Fluid limits to analyze long-term flow rates of a stochastic network with ingress discarding

TL;DR

This paper introduces a fluid limit approach to analyze long-term flow rates in a stochastic multiclass queuing network with ingress discarding, demonstrating how threshold-based control can achieve target flow rates.

Contribution

The paper develops a fluid model framework for analyzing a rate control scheme in multiclass networks, showing how high thresholds ensure flow rates approach targets.

Findings

Flow rates can be made arbitrarily close to target rates with high thresholds.

Fluid model stability implies stochastic network performance convergence.

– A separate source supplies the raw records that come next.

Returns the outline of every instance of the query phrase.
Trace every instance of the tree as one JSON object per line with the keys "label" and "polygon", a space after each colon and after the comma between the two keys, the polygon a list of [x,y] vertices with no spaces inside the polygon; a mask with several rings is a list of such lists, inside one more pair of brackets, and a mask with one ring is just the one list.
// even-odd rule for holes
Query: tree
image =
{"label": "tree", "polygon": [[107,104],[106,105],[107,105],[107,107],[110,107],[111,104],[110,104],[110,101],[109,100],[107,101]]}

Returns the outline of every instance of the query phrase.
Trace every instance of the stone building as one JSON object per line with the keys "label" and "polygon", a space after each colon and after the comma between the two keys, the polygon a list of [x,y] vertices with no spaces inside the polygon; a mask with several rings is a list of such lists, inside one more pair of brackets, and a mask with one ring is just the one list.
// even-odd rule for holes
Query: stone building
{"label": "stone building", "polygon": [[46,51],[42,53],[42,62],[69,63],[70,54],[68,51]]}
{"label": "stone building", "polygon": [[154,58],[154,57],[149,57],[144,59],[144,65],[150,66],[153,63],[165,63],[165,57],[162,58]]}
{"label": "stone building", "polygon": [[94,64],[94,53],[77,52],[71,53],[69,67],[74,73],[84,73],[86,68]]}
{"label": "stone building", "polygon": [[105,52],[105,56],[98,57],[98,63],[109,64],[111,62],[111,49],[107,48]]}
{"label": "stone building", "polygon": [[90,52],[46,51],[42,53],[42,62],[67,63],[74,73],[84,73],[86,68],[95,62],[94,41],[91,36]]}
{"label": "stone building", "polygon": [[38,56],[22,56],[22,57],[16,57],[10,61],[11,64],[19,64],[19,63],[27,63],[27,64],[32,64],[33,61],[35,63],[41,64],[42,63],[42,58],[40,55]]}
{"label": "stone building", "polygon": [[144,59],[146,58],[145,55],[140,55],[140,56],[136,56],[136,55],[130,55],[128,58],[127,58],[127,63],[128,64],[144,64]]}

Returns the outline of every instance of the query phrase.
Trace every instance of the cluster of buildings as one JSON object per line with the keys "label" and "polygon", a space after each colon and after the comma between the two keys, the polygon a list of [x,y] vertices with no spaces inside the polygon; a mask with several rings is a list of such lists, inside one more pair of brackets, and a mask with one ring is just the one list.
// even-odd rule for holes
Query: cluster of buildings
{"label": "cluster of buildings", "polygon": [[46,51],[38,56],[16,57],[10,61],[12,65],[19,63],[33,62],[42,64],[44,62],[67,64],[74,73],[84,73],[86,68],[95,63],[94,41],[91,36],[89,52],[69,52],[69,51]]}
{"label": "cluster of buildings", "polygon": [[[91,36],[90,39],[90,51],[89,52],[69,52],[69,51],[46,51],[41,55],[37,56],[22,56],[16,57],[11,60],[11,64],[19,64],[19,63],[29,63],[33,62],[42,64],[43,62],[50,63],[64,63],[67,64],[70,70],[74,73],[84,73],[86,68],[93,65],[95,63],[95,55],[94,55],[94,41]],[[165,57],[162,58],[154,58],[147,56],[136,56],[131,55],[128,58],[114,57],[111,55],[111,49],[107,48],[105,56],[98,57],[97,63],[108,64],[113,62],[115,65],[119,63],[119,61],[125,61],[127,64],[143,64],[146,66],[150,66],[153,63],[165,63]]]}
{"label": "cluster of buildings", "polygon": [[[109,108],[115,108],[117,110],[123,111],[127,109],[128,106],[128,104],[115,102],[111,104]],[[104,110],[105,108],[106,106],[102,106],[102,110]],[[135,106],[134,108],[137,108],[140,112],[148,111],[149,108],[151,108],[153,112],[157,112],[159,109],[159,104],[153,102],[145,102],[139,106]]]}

Application to a network switch demonstrates practical relevance.

Abstract

We study a simple rate control scheme for a multiclass queuing network for which customers are partitioned into distinct flows that are queued separately at each station. The control scheme discards customers that arrive to the network ingress whenever any one of the flow's queues throughout the network holds more than a specified threshold number of customers. We prove that if the state of a corresponding fluid model tends to a set where the flow rates are equal to target rates, then there exist sufficiently high thresholds that make the long-term average flow rates of the stochastic network arbitrarily close to these target rates. The same techniques could be used to study other control schemes. To illustrate the application of our results, we analyze a network resembling a 2-input, 2-output communications network switch.